Test de Myst
Myst est un vénérable ancêtre, sorti en 1994 sur PC. A l’époque, le titre inaugure ce qui deviendra une grande série du jeu d’énigme point & click, entre casse-tête démoniaque et expérience dépaysante exceptionnelle. En 2007, Midway décide de toiletter ce respecté fossile et nous gratifie d’une adaptation DS, promettant une exploitation optimum des possibilités offertes par la portable de Nintendo, un Age « bonus » à explorer et de nouveaux effets sonores et visuels. Le vernis étalé à la hâte va pourtant bien vite s’écailler... Le néophyte auquel l’univers de Myst est totalement inconnu pourra se reporter à notre test de la version PC afin de comprendre pourquoi ce soft a pu magnétiser des générations de joueurs. En effet, la présente critique va surtout mettre en lumière les caractéristiques de la version DS et risque d’écorner un soft, qui en lui-même, reste tout à fait attractif.
Myst est un point & click. La progression se fait donc par écrans successifs. Les graphismes ont affreusement vieilli. Si vous ne connaissez pas la série ou avez commencé à partir de Riven, vous risquez d’avoir un choc. Techniquement, voilà qui ne fait pas honneur aux possibilités actuelles vidéoludiques. Vous êtes prévenus. Myst sur ce plan aussi est un jeu exigeant : il va vous demander de faire un effort d’imagination pour remplir tout ce que vous ne verrez jamais. C’est donc la fantaisie du joueur qui nourrit et magnifie le rythme lent du soft, reposant sur des événements minuscules. Il s’agit paradoxalement d’un des intérêts premiers du jeu. Myst réalise avec celui qui l’expérimente une alchimie toute personnelle.
Les louanges s’arrêteront là. Ce qui était vrai pour la version PC se ratatine ici à quelques centimètres de la DS. L’écran supérieur est sous-exploité. On écarquille les yeux sur le logo du jeu (!), sur une carte inutile, une machine à écrire pour taper des notes (mais sur 9 lignes, pas plus !) ou sur une loupe grotesque qui se contente de grossir en une bouillie de pixels immonde les décors rabougris. On oublie illico et on baisse vite les yeux sur l’écran du bas. Pour un jeu qui repose sur une observation scrupuleuse des décors et la manipulation d’objets au pixel près, il est problématique de devoir se débrouiller avec un écran si petit.

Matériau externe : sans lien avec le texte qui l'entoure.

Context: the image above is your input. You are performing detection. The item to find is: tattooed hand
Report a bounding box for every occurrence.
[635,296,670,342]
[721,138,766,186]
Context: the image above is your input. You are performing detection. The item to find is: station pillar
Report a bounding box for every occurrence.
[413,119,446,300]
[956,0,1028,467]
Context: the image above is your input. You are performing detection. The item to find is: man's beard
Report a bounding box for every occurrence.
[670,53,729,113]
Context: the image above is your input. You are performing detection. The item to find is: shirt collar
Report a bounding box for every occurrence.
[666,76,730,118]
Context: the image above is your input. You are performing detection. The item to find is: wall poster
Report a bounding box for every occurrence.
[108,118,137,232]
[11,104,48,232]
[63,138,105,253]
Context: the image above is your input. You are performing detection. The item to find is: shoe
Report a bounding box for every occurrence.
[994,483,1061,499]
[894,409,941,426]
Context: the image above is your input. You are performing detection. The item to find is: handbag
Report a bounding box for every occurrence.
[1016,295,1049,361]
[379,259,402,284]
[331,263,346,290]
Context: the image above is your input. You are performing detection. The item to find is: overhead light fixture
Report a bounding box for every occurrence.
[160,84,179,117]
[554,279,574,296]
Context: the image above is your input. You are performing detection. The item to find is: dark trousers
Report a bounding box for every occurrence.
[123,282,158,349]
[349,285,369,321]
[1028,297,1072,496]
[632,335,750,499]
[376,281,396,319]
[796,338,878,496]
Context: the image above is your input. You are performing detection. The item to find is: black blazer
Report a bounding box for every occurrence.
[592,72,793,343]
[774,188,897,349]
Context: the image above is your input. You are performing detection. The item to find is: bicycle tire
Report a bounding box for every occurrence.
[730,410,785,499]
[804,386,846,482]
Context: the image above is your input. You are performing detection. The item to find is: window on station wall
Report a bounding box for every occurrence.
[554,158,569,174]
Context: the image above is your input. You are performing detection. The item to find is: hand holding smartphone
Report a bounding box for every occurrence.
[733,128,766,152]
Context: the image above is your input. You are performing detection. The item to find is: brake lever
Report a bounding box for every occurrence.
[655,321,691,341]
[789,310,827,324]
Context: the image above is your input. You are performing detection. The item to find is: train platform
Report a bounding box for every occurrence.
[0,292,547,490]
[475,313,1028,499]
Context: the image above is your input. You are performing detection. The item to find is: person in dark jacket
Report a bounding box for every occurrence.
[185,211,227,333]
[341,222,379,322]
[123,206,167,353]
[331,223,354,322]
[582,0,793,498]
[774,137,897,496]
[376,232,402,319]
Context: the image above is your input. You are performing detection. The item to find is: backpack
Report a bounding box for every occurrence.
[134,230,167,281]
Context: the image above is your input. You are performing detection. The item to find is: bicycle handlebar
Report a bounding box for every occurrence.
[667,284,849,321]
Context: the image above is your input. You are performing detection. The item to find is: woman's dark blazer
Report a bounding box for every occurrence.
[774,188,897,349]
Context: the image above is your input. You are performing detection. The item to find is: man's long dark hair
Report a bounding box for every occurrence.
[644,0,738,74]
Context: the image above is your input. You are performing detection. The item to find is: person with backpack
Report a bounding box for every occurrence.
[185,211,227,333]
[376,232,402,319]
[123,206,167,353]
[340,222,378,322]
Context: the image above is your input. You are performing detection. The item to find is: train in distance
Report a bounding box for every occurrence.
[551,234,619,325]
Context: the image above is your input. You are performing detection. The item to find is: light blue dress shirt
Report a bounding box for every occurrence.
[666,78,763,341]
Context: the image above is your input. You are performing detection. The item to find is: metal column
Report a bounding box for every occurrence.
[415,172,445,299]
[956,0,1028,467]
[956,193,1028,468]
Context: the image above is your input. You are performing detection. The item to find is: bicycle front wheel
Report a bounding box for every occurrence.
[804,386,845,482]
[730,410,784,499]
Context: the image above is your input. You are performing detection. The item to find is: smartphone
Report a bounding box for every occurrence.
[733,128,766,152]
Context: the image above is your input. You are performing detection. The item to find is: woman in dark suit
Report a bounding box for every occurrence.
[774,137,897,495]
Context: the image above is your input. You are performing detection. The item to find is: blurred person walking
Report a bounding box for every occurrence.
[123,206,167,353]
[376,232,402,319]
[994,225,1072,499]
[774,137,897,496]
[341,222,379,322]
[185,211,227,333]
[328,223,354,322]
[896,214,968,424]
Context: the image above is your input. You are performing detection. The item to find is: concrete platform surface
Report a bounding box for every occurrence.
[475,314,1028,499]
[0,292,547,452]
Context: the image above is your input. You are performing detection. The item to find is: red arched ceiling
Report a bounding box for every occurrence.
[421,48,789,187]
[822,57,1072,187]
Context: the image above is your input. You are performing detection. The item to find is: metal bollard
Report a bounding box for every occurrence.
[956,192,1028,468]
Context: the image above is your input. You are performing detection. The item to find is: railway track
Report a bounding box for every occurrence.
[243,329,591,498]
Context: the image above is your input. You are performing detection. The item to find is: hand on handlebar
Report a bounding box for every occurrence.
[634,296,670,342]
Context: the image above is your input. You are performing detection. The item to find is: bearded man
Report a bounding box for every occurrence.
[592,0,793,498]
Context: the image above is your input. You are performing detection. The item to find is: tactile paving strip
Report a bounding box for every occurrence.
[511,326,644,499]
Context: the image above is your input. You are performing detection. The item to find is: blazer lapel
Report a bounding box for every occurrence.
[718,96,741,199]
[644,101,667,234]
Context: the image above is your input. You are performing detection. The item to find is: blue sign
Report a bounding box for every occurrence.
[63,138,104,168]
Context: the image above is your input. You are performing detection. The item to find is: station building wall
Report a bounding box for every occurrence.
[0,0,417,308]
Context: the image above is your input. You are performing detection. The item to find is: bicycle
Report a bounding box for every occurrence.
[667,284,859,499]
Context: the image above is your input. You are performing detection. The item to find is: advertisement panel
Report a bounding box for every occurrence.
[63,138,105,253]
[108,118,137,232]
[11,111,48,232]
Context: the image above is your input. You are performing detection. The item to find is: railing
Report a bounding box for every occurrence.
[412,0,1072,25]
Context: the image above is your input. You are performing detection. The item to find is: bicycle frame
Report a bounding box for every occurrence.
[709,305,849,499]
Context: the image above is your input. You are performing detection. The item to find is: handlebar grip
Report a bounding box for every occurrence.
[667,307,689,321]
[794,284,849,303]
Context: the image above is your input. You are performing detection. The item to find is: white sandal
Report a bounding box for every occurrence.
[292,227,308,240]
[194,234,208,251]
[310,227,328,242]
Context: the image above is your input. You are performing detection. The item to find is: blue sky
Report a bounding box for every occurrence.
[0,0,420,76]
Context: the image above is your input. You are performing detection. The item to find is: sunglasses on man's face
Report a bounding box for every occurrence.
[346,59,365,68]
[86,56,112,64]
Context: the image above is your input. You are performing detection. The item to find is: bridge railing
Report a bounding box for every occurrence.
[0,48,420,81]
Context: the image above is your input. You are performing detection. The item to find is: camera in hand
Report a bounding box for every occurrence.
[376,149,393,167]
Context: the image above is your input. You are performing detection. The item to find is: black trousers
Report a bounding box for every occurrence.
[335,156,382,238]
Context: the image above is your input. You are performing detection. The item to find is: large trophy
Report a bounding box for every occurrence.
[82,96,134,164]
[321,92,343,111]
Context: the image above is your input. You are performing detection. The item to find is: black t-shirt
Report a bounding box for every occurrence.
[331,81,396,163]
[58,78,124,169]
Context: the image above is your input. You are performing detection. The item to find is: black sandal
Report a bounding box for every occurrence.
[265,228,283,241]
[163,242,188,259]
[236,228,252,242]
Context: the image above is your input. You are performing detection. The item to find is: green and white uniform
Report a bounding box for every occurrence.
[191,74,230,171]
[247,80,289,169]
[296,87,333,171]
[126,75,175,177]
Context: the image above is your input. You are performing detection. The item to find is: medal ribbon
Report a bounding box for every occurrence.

Pour ne rien arranger, un menu inamovible en ronge une partie ! On cherche encore les fameuses améliorations graphiques promises par Midway ! S’agirait-il de ces pixels désalignés lors des sur-impressions vidéos ? Les dents grincent...
La grogne monte quand s’invitent les bugs. Outre les petits problèmes, comme des passages non traduits et lisibles / audibles en allemand ou en anglais, on peut être victime de véritables crash. On ne saurait que trop vous conseiller de démultiplier les sauvegardes afin de ne pas pulvériser la DS contre un mur, quand, par exemple au terme d’une longue et laborieuse manipulation, vous vous retrouverez dans l’incapacité de quitter le tableau... Pire, la DS peut geler à des moments critiques. Il se trouve que ma console a freezé deux fois de suite après la redoutable énigme du piano ou à la toute fin, lors d’une « cinématique. »
Enfin, on peut s’interroger sur le hiatus étrange d’une adaptation de Myst sur portable : il est vivement conseillé de jouer à Myst chez soi ou au calme avec de quoi noter et dessiner (voire enregistrer !) sous la main. Oubliez l’idée de jouer dans les transports par exemple. Pour dénouer les fils des nombreuses énigmes et ne pas rester misérablement bloqué sur l’île de départ, il va falloir faire preuve d’une patience et d’une persévérance incompatibles avec la poignée de minutes accordées au jeu sur portable entre deux arrêts de bus.
Cette version propose néanmoins un niveau bonus : l’Age de Rime, mais aussi attractif que soit ce monde glacé, il est trop bref pour justifier en lui-même l’achat. Catapulté en fin de partie, sans un mot d’introduction, c’est un (très petit) clin d’œil aux épisodes qui suivront.
Myst est désormais disponible à moins de 5 euros sur PC. Il est vrai que faire tourner ce jeu optimisé pour Windows 95 sur nos systèmes d’exploitation récents sera la première (et douloureuse) énigme à résoudre, mais cela vous épargnera sans doute la sensation d’avoir reçu à la figure un bon gros crachat de Midway.